The book arrived last Thursday and I started to read it immediately. What I can say is:
- I haven't used functional programming in the last 10 years, since my graduation when I had a class about it in 1997. I almost forgot how fun it is to use it! I'm eager to skip to later chapters were it talks about relation programming, but I don't dare to do it... I'm really enjoying remembering all the stuff I learned in the past, plus learning new things I didn't know were possible.

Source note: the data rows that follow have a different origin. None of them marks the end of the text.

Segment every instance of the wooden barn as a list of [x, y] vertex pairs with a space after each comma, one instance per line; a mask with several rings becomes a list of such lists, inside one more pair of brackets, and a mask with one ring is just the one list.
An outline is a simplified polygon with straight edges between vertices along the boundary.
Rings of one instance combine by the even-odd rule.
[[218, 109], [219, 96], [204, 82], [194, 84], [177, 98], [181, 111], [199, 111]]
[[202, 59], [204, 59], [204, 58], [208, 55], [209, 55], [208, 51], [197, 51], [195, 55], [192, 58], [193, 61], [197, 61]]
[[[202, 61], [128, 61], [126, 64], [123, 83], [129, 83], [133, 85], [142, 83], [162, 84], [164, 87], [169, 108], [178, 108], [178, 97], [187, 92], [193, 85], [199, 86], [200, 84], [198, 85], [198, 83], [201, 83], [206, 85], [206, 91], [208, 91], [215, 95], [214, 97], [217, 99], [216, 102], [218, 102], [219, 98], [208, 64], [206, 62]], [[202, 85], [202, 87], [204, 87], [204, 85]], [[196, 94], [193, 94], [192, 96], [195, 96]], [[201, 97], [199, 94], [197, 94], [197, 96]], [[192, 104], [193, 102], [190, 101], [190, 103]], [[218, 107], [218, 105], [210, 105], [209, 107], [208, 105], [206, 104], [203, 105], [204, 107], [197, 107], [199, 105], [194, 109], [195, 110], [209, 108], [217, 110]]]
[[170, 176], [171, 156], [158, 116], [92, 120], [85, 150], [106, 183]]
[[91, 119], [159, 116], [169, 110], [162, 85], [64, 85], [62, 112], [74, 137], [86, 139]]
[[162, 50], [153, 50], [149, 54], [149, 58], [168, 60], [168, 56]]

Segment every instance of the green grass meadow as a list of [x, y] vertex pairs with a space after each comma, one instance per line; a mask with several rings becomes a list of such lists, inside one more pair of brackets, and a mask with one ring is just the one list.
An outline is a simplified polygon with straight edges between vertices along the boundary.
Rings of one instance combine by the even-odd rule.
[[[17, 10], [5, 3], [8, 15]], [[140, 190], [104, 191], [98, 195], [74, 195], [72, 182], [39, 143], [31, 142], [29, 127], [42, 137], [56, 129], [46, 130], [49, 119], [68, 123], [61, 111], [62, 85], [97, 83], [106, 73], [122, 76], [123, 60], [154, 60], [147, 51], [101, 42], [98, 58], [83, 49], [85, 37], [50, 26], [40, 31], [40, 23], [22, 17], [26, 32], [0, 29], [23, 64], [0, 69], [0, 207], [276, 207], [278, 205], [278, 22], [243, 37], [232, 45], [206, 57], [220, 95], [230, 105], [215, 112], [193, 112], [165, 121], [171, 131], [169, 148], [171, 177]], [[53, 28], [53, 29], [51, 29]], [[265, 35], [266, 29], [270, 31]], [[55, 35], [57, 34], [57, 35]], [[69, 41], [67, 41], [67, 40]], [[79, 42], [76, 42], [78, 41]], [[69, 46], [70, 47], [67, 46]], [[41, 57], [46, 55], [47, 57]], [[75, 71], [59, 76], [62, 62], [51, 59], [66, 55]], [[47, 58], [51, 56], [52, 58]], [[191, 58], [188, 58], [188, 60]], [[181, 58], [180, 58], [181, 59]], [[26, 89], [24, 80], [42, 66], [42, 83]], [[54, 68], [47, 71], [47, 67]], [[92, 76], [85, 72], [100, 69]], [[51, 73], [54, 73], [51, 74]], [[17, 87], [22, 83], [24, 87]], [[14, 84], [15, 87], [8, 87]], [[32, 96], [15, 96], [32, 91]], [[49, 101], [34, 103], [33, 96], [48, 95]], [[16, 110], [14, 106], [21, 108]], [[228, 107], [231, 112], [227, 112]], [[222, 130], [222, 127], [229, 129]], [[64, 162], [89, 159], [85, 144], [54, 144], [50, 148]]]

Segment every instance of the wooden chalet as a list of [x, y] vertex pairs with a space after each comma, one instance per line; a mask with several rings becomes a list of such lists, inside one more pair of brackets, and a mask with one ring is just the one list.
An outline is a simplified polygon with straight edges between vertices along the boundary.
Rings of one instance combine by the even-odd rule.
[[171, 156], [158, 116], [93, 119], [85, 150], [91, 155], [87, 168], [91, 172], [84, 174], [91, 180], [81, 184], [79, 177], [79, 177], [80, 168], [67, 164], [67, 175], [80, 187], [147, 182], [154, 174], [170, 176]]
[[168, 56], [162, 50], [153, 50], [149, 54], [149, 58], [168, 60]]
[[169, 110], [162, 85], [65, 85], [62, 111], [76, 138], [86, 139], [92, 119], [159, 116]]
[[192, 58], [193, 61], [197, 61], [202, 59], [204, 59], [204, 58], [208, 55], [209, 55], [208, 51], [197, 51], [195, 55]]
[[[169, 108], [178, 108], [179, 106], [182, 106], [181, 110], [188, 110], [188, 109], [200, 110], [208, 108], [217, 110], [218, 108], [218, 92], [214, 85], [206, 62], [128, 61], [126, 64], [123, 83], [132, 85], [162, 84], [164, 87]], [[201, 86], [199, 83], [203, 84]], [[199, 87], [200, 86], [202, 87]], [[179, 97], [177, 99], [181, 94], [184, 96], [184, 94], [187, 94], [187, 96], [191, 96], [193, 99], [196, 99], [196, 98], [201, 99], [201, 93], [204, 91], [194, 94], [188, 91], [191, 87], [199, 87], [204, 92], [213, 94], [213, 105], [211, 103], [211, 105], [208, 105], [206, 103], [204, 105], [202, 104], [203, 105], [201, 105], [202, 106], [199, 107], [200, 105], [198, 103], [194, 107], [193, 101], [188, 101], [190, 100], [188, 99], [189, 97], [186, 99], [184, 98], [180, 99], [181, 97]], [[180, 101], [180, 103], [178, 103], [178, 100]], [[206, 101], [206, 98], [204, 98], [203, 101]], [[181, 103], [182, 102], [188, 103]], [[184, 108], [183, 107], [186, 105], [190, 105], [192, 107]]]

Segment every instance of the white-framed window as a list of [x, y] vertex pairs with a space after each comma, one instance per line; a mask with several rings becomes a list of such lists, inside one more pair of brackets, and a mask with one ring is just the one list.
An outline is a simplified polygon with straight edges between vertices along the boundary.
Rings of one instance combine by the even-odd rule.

- The book is written in a singular way, I haven't seen before. The whole book is a sequence of small questions, like small exercises, where the left column contains the question with eventual examples and the right column contains the answer. Each question intents to explain a new concept or improve the understanding of the previous concept/question. It means the book is slower to read, because it is dense! There is a lot of information to learn in each page and it makes you think while reading... it is not a mechanical reading process, it is almost an interactive learning. Very cool!
- The concepts of functional programming I am re-learning (or remembering) are making me think about some cool things it would be nice to have in Drools. Real unification is probably the top one, but I know the interest is more academical than corporate. Look at the following example (consider it pseudo syntax) from the book. It is a really really simple example in functional programming, but shows a simple trick you can do with unification. Imagine it leveraged for real inference problems.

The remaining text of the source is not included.